Yellow Perch --The best fishing has been west of west reef near North Bass Island, around Niagara reef, on the gravel pit, near the Marblehead lighthouse, and near "C" can of the international border northeast of Kelleys Island. Fish just off the bottom using perch spreaders tipped with shiners. 

Smallmouth Bass -- Smallmouth bass fishing has been improving as temperatures drop and fish move near-shore. The best smallmouth bass fishing has been on the reefs of the Camp Perry firing range, around the Bass Islands, Kelleys Island and Sandusky Bay. Use tube jigs, drop shot rigs with goby imitations, soft craws or shiners for best results.



Central Basin



Walleye -- The best walleye fishing has been east of the north end of the sandbar, west of the north end of the sandbar, around Ruggles reef between Huron and Vermilion, and 7 to 9 miles northeast of Ashtabula in 68 to 70 feet of water. Trolling spoons or worm harnesses using divers or downriggers and also trolling crankbaits have produced the best catches. 
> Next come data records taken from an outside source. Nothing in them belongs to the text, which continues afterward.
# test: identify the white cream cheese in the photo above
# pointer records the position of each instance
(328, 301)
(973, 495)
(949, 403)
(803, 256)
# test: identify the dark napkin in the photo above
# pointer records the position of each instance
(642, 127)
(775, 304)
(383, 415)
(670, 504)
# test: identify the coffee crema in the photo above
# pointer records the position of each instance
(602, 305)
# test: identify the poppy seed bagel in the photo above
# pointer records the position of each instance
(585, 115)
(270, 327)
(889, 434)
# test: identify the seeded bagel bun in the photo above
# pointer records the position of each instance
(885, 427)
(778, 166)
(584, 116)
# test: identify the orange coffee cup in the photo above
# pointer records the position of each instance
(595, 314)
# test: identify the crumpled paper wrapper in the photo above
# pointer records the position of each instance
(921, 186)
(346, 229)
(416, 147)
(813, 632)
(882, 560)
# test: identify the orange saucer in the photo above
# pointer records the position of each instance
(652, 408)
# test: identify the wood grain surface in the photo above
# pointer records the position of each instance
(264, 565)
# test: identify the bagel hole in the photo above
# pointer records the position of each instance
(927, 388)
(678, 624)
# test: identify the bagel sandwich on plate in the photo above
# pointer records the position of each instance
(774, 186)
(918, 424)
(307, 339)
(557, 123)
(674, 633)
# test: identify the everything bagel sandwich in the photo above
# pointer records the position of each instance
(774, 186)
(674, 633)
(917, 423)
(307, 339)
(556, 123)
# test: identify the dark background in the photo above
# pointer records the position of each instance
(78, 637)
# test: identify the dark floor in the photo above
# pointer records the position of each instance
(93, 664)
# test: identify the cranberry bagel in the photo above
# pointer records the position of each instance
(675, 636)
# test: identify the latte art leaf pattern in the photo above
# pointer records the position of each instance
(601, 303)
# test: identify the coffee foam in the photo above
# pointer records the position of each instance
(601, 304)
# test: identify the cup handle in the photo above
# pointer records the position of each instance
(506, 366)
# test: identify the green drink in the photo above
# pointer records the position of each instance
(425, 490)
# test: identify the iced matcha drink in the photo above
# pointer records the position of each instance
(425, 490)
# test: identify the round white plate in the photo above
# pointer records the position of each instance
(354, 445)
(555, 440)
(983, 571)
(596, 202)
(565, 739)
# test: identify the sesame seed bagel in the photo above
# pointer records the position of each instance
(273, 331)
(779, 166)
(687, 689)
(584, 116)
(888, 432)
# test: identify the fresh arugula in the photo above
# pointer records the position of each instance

Yellow Perch -- Yellow perch fishing has been best 2 miles northeast of Lorain, east of the middle of the sandbar, 1 to 2 miles north of Vermilion, 2 to 3 miles northwest of Fairport Harbor in 50 to 55 feet of water, 3 to 4 miles north of Cleveland in 40 to 52 feet of water, and 4 miles north of Ashtabula in 55 to 60 feet of water. A perch spreader tipped with shiners is the most popular set-up. 

Smallmouth Bass -- The best smallmouth bass fishing has been around Ruggles reef and Avon. Use tube jigs, drop shot rigs with goby imitations, soft craws or shiners for best results. 

Steelhead -- Steelheads are beginning to show up in the rivers. Over the past weekend fish were caught in Conneaut Creek up to the Rt. 7 Bridge and in the Grand River at the Fairport Harbor pier and Painesville Dam. Anglers are using spawn sacs and jigs and maggots. 

White Bass -- White bass have been caught by anglers using shiners or agitators with jigs at Edgewater and the Cleveland lakefront in 30 to 50 feet of water.



To view the predicted weather forecast for Lake Erie visit: http://seaboard.ndbc.noaa.gov/data/Forecasts/FZUS61.KCLE.html



OHIO RIVER
All river conditions remain high and muddy. Recreational boating is discouraged due to possible launch ramp damage, accumulated and floating debris, and swift-moving currents.


----------